The downside to all that closure that Heroes bends over backwards to give you is that, once an arc ends, the show has to tap-dance pretty fast to set new stories in motion. Gotta get those balls back in the air! Can’t let the fanboys start saying we’re boring! That said, Heroes 2.0 did a decent job of picking up some existing storylines (Molly’s visions, Noah vs. The Company) and establishing new ones (the Honduran Wonder Twins; the sins-of-the-fathers storyline; the menacing Squiggly Thingy of Death that appeared in Molly’s dream, the threatening photographs, and Kensei’s standard). There was enough going on that I scarcely noticed that we had hardly any Peter and absolutely no Niki.

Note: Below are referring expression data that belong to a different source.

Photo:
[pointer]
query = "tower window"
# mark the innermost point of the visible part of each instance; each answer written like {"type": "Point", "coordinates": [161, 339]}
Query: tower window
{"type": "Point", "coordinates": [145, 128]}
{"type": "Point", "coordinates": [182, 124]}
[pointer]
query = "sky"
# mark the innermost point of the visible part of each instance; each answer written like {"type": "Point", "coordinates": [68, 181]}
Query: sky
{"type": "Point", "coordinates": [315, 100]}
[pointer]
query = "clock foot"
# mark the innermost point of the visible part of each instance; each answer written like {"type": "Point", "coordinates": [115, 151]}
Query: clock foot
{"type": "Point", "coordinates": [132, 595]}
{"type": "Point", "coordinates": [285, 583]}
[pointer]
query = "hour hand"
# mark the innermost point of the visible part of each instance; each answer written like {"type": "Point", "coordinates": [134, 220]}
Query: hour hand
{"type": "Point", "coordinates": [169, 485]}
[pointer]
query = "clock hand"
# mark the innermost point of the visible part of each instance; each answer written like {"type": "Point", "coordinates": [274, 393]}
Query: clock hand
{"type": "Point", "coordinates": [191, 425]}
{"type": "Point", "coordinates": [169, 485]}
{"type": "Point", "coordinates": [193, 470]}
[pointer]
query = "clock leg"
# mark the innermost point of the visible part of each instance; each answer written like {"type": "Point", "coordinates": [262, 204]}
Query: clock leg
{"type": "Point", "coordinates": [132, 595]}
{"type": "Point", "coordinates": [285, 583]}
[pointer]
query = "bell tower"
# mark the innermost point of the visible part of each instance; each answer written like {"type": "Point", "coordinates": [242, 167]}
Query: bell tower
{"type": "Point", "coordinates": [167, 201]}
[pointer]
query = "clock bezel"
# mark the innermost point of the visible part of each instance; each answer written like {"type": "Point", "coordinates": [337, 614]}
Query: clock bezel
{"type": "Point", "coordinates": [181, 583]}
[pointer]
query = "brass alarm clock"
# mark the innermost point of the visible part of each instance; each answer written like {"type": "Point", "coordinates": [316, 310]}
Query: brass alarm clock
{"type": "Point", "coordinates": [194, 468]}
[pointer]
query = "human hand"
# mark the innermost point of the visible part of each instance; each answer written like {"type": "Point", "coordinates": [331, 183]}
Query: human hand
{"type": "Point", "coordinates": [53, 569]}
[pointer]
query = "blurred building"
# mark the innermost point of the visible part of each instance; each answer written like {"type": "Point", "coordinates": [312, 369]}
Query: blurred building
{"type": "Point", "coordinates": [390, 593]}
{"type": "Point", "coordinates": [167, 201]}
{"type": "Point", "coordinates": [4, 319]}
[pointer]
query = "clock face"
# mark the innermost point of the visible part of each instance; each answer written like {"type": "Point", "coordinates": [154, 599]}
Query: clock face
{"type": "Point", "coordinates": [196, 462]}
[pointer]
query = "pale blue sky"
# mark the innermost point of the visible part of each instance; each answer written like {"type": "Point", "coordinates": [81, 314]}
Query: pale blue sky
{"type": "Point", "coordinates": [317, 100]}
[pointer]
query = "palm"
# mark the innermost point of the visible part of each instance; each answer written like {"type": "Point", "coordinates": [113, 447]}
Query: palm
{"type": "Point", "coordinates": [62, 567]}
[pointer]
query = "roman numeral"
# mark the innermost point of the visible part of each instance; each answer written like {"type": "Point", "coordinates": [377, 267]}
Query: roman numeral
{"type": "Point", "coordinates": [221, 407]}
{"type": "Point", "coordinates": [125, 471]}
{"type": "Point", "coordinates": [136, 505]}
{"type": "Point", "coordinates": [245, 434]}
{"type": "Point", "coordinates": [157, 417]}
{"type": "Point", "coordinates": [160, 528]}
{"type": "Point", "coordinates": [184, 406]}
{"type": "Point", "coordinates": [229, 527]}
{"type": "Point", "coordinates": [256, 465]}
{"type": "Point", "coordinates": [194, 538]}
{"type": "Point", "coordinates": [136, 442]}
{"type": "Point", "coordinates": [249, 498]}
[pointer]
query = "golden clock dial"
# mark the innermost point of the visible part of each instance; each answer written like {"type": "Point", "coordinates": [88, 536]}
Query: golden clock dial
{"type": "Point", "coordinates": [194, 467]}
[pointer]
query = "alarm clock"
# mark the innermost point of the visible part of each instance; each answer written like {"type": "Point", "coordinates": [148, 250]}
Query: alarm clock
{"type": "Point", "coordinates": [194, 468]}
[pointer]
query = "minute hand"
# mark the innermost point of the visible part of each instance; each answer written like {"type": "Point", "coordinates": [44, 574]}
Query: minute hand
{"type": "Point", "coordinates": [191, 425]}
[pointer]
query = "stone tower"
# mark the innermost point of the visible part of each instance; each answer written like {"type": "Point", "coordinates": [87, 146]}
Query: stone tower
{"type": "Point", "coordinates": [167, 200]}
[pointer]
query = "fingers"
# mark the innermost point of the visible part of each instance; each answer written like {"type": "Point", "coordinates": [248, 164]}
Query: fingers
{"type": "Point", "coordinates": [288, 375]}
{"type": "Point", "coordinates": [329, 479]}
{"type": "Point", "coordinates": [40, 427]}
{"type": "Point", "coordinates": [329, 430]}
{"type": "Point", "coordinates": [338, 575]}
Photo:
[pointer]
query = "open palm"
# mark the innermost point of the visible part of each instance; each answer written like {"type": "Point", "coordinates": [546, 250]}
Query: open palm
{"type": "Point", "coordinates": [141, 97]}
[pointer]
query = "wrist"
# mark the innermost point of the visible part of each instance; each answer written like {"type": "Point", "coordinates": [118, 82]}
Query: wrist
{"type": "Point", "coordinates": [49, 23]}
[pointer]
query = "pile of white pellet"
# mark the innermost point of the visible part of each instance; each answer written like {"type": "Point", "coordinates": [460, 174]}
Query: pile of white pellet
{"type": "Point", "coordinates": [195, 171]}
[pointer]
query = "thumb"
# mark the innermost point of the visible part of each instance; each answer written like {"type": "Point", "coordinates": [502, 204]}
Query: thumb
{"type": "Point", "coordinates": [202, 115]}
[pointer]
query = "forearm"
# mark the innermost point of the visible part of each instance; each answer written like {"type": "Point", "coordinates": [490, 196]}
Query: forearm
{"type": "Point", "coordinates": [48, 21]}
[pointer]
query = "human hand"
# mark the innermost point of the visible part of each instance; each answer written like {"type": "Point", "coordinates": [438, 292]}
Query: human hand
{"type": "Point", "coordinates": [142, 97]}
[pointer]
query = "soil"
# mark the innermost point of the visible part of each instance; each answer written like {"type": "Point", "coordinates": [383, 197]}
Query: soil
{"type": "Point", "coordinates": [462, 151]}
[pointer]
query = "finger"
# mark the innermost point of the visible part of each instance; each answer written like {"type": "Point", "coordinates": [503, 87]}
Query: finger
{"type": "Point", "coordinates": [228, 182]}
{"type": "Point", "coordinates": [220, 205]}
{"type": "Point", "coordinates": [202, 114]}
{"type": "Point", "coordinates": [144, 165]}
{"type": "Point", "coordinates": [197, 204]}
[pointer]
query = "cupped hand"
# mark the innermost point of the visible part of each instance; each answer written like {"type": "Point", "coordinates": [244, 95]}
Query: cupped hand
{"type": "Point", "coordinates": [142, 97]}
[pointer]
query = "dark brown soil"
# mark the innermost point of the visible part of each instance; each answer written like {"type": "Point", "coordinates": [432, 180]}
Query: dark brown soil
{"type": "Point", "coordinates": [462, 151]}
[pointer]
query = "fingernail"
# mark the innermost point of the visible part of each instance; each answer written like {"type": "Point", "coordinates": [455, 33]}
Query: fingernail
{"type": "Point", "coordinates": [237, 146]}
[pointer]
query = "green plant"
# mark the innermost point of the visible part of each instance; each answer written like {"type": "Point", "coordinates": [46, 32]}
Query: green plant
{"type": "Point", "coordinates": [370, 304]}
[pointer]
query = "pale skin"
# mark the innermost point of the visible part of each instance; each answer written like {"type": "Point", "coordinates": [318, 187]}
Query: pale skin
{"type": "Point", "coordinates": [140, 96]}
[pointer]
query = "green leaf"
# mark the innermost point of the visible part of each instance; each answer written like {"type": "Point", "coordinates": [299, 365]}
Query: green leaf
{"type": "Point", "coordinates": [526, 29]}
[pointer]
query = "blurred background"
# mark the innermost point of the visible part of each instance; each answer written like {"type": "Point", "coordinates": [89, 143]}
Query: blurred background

All well enough done–no real characterization, but who has time for that!–but these whiplashing episodes start to become like watching a clip reel over time, and I hope once the new season gets established we start seeing more pace-breaking (and better-written) episodes like “Company Man.” As for Hiro in 17th century Kyoto, I’m undecided. Masi Oka continues to give the best performance on the show, and I’m sure he’ll be able to wring funny-touching moments out of discovering that his hero is a fraud and having to right his wrongs himself. And I’m sure that Oka will take the story to the conclusion that, all together now–He was the hero of his own story all along!–without making it appear nearly as corny as it sounds. But I don’t want him out of the mix in Quantum Leap: Kyoto for too long. The present needs you, Hiro.

Other thoughts:

* Ah, Peter’s alive. And Nathan, sporting the Beard of Deep Psychic Torture. So much for the whole noble-sacrifice business. Also, Sylar. From here on out, I am no longer mourning Hiro’s dad, or anyone who dies on Heroes, until I see them burn the corpse and shoot the ashes into space. And even then I expect to see the Ash Ghost return within six episodes.

* So Claire’s new probably-definitely-heterosexual-this-time boy can fly? Any chance he shares some genes with his new crush? We do know Nathan Petrelli got around.

* The whole Noah-working-in-a-copy-shop bit: might have been a touch funnier if Chuck hadn’t debuted an hour earlier.

* All right, this has almost nothing to do with Heroes, but since we’ve touched on the subject of classic punk bands pilfered for car commercials before: The Nissan Rogue commercial with the Clash version of Pressure Drop? Killed a teensy bit of my soul. OK, carry on.